Praise the gods for season three’s additional two episodes. In previous years, The Last Kingdom has been forced to race through plot and character development in order to cram two books’ worth of story into just eight installments. Working at that pace has paid dividends – there are no endless wagon journeys on this show, and there’s never been a single chance to get bored between dramatic confrontations and climaxes.
Being so plot-stuffed though, has also necessitated fleeting treatment of some key character building. Hild’s decision to reenter the church, for instance, or Thyra and Beocca’s courtship, had to happen more or less off-screen. Through necessity, incident trumped emotion.
Not here. Series three took full advantage of its increased run time to gift Alfred and Uhtred’s long and complicated relationship a satisfying and moving emotional resolution. The Last Kingdom held its nerve in a beautifully long, quiet and serious scene between the two men, cashing in the careful investment made in their characters over the years. They talked. And talked. And talked some more. And thanks to good writing and two strong performances from David Dawson and Alexander Dreymon, each word was as gripping as any battle scene.

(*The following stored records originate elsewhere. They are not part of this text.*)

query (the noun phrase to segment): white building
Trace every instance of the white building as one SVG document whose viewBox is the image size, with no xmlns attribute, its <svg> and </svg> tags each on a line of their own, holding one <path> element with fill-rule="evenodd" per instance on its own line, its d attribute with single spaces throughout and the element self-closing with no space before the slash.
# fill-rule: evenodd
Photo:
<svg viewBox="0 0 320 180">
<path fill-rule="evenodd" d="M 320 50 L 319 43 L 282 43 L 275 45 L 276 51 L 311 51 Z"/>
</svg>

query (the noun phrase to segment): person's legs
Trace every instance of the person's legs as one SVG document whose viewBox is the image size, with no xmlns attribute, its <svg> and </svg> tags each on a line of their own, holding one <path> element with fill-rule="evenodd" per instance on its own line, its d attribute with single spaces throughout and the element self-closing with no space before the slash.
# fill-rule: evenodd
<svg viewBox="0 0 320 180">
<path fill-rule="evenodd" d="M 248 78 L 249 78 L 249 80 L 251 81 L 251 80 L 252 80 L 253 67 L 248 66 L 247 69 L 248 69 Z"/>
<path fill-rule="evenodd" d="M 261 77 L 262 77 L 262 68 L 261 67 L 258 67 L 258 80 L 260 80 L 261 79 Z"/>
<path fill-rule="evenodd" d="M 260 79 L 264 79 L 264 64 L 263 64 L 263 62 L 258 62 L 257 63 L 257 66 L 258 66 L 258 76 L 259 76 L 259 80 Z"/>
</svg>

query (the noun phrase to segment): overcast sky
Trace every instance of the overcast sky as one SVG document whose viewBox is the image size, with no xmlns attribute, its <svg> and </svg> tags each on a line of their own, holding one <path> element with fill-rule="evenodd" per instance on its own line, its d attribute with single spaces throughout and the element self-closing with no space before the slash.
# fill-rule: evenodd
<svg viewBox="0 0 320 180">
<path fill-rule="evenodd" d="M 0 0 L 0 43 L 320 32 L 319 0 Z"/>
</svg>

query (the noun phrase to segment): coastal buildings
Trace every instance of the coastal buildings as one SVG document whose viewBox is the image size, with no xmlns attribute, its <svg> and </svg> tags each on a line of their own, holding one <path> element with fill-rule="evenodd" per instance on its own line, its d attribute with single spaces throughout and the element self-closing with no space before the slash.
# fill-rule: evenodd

In shivering pain, without his Witan or his wife, Alfred spoke with absolute candour. He recalled Iseult in series one (hooray for callbacks) acknowledged the great debt he owed to Uhtred, and the injustice that his name would not be recorded in the chronicles of Wessex. Humbled by the approach of death, he admitted his mistakes and made himself vulnerable. His final toast, dedicated to “a man I have never understood, but without whom I would not die a king,” crumbled me like chalk.
Farewell, Alfred Rex. And farewell to David Dawson, one of The Last Kingdom’s treasures.

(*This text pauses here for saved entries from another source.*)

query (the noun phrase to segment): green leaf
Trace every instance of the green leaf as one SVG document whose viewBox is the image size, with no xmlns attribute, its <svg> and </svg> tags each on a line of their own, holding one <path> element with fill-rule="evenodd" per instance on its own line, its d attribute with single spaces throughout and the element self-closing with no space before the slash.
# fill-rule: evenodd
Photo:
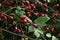
<svg viewBox="0 0 60 40">
<path fill-rule="evenodd" d="M 53 2 L 54 2 L 54 0 L 47 0 L 47 2 L 53 3 Z"/>
<path fill-rule="evenodd" d="M 16 21 L 13 21 L 13 25 L 16 25 Z"/>
<path fill-rule="evenodd" d="M 52 40 L 59 40 L 59 39 L 56 38 L 55 36 L 52 36 Z"/>
<path fill-rule="evenodd" d="M 34 22 L 38 25 L 38 26 L 46 26 L 46 23 L 50 18 L 48 16 L 45 17 L 39 17 L 36 20 L 34 20 Z"/>
<path fill-rule="evenodd" d="M 16 9 L 17 9 L 17 10 L 21 10 L 21 7 L 17 6 Z"/>
<path fill-rule="evenodd" d="M 41 34 L 43 34 L 43 31 L 40 29 L 34 28 L 34 34 L 38 38 L 38 37 L 40 37 Z"/>
<path fill-rule="evenodd" d="M 28 20 L 28 22 L 30 22 L 30 23 L 33 23 L 32 20 L 28 17 L 26 17 L 26 20 Z"/>
<path fill-rule="evenodd" d="M 22 11 L 24 11 L 24 10 L 25 10 L 25 8 L 21 8 L 21 10 L 22 10 Z"/>
<path fill-rule="evenodd" d="M 47 0 L 47 2 L 49 2 L 49 3 L 54 3 L 54 0 Z"/>
<path fill-rule="evenodd" d="M 19 14 L 20 16 L 22 16 L 22 15 L 24 15 L 24 14 L 25 14 L 25 12 L 24 12 L 24 11 L 22 11 L 22 10 L 20 10 L 20 11 L 19 11 L 19 10 L 16 10 L 16 13 L 17 13 L 17 14 Z"/>
<path fill-rule="evenodd" d="M 24 15 L 24 8 L 20 8 L 19 6 L 15 10 L 16 14 L 19 14 L 20 16 Z"/>
<path fill-rule="evenodd" d="M 30 32 L 30 31 L 34 31 L 34 27 L 33 26 L 29 26 L 28 32 Z"/>
<path fill-rule="evenodd" d="M 46 23 L 36 23 L 38 26 L 46 26 Z"/>
<path fill-rule="evenodd" d="M 47 2 L 50 2 L 50 0 L 47 0 Z"/>
<path fill-rule="evenodd" d="M 24 15 L 25 14 L 25 12 L 24 11 L 20 11 L 20 13 L 19 13 L 21 16 L 22 15 Z"/>
<path fill-rule="evenodd" d="M 50 34 L 50 33 L 47 33 L 46 36 L 47 36 L 47 37 L 51 37 L 51 34 Z"/>
<path fill-rule="evenodd" d="M 20 20 L 17 15 L 14 15 L 14 20 Z"/>
<path fill-rule="evenodd" d="M 35 31 L 34 34 L 37 38 L 40 37 L 40 33 L 38 33 L 37 31 Z"/>
<path fill-rule="evenodd" d="M 35 20 L 35 23 L 45 23 L 49 20 L 50 18 L 48 16 L 46 17 L 39 17 Z"/>
</svg>

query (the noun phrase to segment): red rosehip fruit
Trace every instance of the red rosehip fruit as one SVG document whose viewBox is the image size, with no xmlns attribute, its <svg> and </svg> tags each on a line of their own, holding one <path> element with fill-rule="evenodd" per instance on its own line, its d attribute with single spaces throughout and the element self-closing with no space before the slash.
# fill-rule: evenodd
<svg viewBox="0 0 60 40">
<path fill-rule="evenodd" d="M 33 10 L 35 8 L 35 5 L 34 4 L 30 4 L 31 6 L 31 9 Z"/>
<path fill-rule="evenodd" d="M 55 16 L 55 15 L 53 15 L 51 18 L 52 18 L 52 19 L 54 19 L 55 17 L 56 17 L 56 16 Z"/>
<path fill-rule="evenodd" d="M 20 29 L 17 29 L 17 33 L 20 33 L 21 32 L 21 30 Z"/>
<path fill-rule="evenodd" d="M 0 7 L 2 6 L 2 4 L 0 4 Z"/>
<path fill-rule="evenodd" d="M 39 2 L 37 2 L 37 1 L 36 1 L 36 2 L 35 2 L 35 4 L 36 4 L 36 5 L 38 5 L 38 4 L 39 4 Z"/>
<path fill-rule="evenodd" d="M 37 13 L 37 12 L 36 12 L 36 13 L 34 13 L 34 16 L 38 16 L 38 15 L 39 15 L 39 13 Z"/>
<path fill-rule="evenodd" d="M 16 32 L 17 32 L 17 29 L 18 29 L 18 28 L 15 27 L 15 28 L 13 29 L 13 32 L 16 33 Z"/>
<path fill-rule="evenodd" d="M 37 28 L 37 27 L 38 27 L 36 23 L 34 23 L 32 26 L 33 26 L 33 27 L 35 27 L 35 28 Z"/>
<path fill-rule="evenodd" d="M 25 11 L 28 11 L 28 10 L 29 10 L 28 6 L 27 6 L 27 7 L 25 7 Z"/>
<path fill-rule="evenodd" d="M 30 12 L 27 12 L 26 14 L 30 14 Z"/>
<path fill-rule="evenodd" d="M 46 31 L 48 31 L 48 30 L 49 30 L 49 28 L 48 28 L 48 27 L 46 27 L 46 28 L 45 28 L 45 30 L 46 30 Z"/>
<path fill-rule="evenodd" d="M 46 16 L 46 14 L 42 14 L 42 17 L 45 17 Z"/>
<path fill-rule="evenodd" d="M 13 20 L 13 17 L 12 17 L 12 16 L 10 16 L 9 20 L 10 20 L 10 21 L 12 21 L 12 20 Z"/>
<path fill-rule="evenodd" d="M 54 32 L 54 30 L 55 30 L 55 28 L 54 28 L 54 27 L 52 27 L 52 28 L 51 28 L 51 31 L 52 31 L 52 32 Z"/>
<path fill-rule="evenodd" d="M 3 20 L 6 21 L 7 20 L 7 16 L 3 16 Z"/>
<path fill-rule="evenodd" d="M 59 33 L 59 34 L 57 34 L 57 37 L 58 37 L 58 38 L 60 38 L 60 33 Z"/>
<path fill-rule="evenodd" d="M 46 2 L 47 2 L 47 0 L 43 0 L 43 2 L 44 2 L 44 3 L 46 3 Z"/>
<path fill-rule="evenodd" d="M 59 7 L 59 4 L 57 3 L 56 6 Z"/>
<path fill-rule="evenodd" d="M 0 17 L 3 17 L 4 15 L 2 13 L 0 13 Z"/>
<path fill-rule="evenodd" d="M 4 5 L 7 5 L 7 4 L 9 4 L 7 1 L 4 1 Z"/>
<path fill-rule="evenodd" d="M 28 6 L 28 9 L 31 10 L 31 6 L 30 5 Z"/>
<path fill-rule="evenodd" d="M 27 20 L 26 20 L 26 19 L 21 19 L 20 22 L 22 22 L 22 23 L 26 23 Z"/>
<path fill-rule="evenodd" d="M 27 12 L 27 16 L 28 16 L 28 17 L 31 17 L 31 14 L 30 14 L 30 12 Z"/>
<path fill-rule="evenodd" d="M 43 6 L 44 6 L 44 7 L 46 7 L 46 8 L 48 7 L 46 3 L 45 3 L 45 4 L 43 4 Z"/>
<path fill-rule="evenodd" d="M 26 15 L 21 16 L 21 19 L 25 19 L 25 18 L 26 18 Z"/>
<path fill-rule="evenodd" d="M 25 6 L 24 3 L 21 3 L 21 6 L 24 7 Z"/>
</svg>

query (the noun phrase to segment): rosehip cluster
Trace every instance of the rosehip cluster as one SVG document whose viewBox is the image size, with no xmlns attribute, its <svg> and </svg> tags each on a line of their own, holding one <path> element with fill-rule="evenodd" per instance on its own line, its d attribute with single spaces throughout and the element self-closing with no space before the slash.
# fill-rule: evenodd
<svg viewBox="0 0 60 40">
<path fill-rule="evenodd" d="M 0 20 L 3 20 L 3 21 L 7 21 L 8 17 L 2 13 L 0 13 Z M 12 21 L 13 20 L 13 16 L 9 16 L 9 20 Z"/>
<path fill-rule="evenodd" d="M 21 32 L 21 30 L 20 30 L 20 29 L 18 29 L 17 27 L 15 27 L 15 28 L 13 29 L 13 32 L 14 32 L 14 33 L 20 33 L 20 32 Z"/>
<path fill-rule="evenodd" d="M 33 10 L 35 8 L 34 4 L 29 4 L 28 6 L 25 7 L 25 12 L 28 10 Z"/>
<path fill-rule="evenodd" d="M 26 15 L 21 16 L 20 22 L 21 23 L 26 23 L 27 22 Z"/>
</svg>

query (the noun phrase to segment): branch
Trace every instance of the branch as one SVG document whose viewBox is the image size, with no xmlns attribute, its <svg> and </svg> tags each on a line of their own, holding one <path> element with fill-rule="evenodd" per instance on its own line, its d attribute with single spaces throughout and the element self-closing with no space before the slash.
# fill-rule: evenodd
<svg viewBox="0 0 60 40">
<path fill-rule="evenodd" d="M 26 36 L 26 35 L 21 35 L 21 34 L 13 33 L 13 32 L 11 32 L 11 31 L 7 31 L 7 30 L 5 30 L 5 29 L 1 29 L 1 30 L 2 30 L 2 31 L 5 31 L 5 32 L 8 32 L 8 33 L 10 33 L 10 34 L 13 34 L 13 35 L 17 35 L 17 36 L 21 36 L 21 37 L 27 37 L 27 38 L 29 38 L 29 39 L 31 39 L 31 40 L 35 40 L 35 39 L 30 38 L 30 37 L 28 37 L 28 36 Z"/>
</svg>

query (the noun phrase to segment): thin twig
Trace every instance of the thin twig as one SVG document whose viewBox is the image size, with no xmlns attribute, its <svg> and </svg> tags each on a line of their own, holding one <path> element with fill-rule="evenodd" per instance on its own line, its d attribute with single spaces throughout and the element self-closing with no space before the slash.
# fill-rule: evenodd
<svg viewBox="0 0 60 40">
<path fill-rule="evenodd" d="M 7 31 L 7 30 L 5 30 L 5 29 L 1 29 L 1 30 L 2 30 L 2 31 L 5 31 L 5 32 L 8 32 L 8 33 L 11 33 L 11 34 L 13 34 L 13 35 L 17 35 L 17 36 L 21 36 L 21 37 L 27 37 L 27 38 L 29 38 L 29 39 L 31 39 L 31 40 L 35 40 L 35 39 L 30 38 L 30 37 L 28 37 L 28 36 L 26 36 L 26 35 L 21 35 L 21 34 L 13 33 L 13 32 L 11 32 L 11 31 Z"/>
</svg>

Alfred’s death scene too, wasn’t rushed or overplayed. The king was there, hand outstretched, and then, like a bubble bursting, he was gone. The scenes that followed in the palace—Beocca’s goodbye, the children’s attendance at their father’s deathbed—were solemn and gentle. (Standing side by side, it’s now clear why we haven’t been given more scenes between Aethelflaed and her mother. There’s only a six-month age gap between the two actors, and it’s unavoidably obvious at such close quarters.)
Uhtred and Hild were also given a warm and intimate hand-holding scene that didn’t drive plot but rewarded our affection for the pair. It summed up our hero’s current (and perennial) dilemma: Where does he truly belong?

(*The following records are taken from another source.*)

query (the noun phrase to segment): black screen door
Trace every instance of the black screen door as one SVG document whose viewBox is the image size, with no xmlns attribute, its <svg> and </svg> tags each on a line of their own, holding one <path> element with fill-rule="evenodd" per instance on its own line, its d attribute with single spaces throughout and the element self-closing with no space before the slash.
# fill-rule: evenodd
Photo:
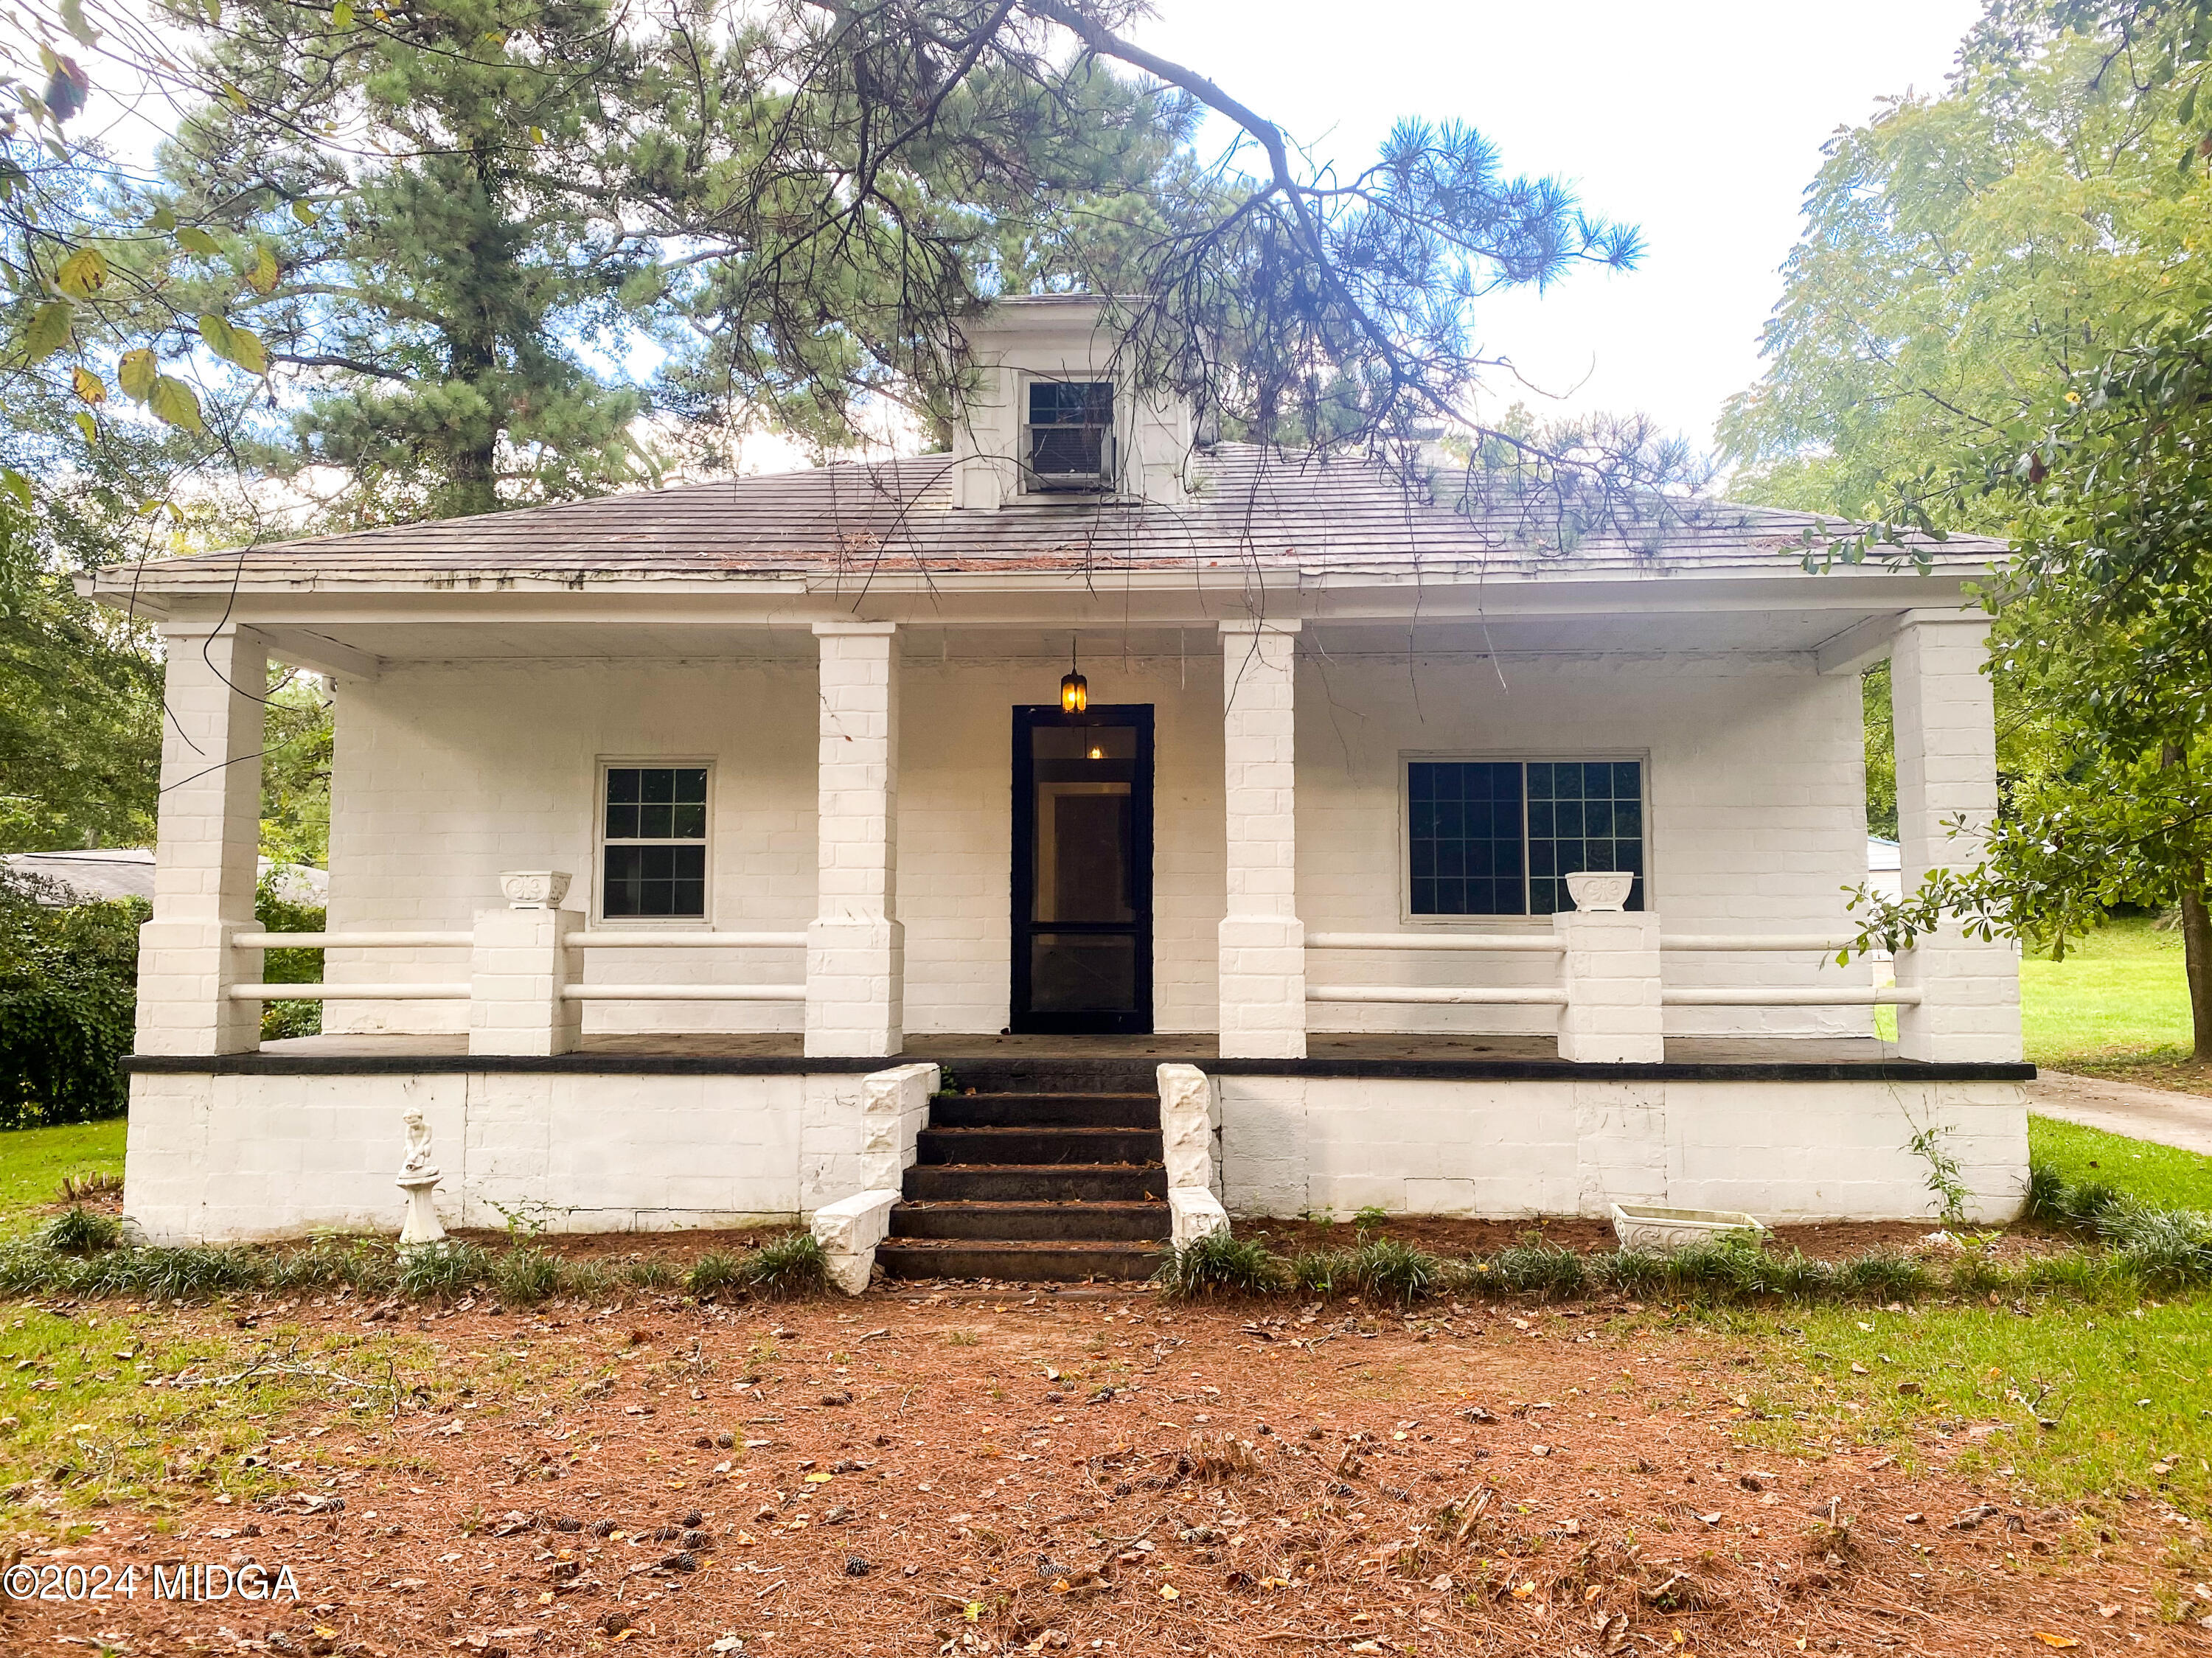
<svg viewBox="0 0 2212 1658">
<path fill-rule="evenodd" d="M 1152 710 L 1014 710 L 1018 1031 L 1152 1028 Z"/>
</svg>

Winchester’s where he’s needed. Aethelwold’s Farage-alike campaign to exploit racial prejudice and destabilise the kingdom for his own end continues. However many times he says he’s “for Wessex” (write it on the side of a bus, why don’t you), he stands only for himself. A conscienceless egotist with the survival instincts of a virus, Aethelwold has spread his “rotten air” through Winchester regardless of the consequences it has for others. Edward’s children are now under threat, as is Thyra.
While it’s easy to believe that people would be inhuman enough to murder babies and torment Thyra in that way, it’s harder to believe that a show with as big a heart as The Last Kingdom would be so cruel as to let her die. Am I naive to hold out hope for a rescue?
A historical drama about culture clash and the dream of a united England can’t help but have felt inadvertently relevant to current affairs in the last two years. There was nothing inadvertent about Thyra’s abuse storyline though, which felt custom-designed to stand for the value of tolerance and inclusivity against a backdrop of cynically engineered racism. Beocca’s headbutt was the Joffrey-slap of this series, a moment when right and good taught bigotry and ignorance a lesson. I’m getting t-shirts made, obviously.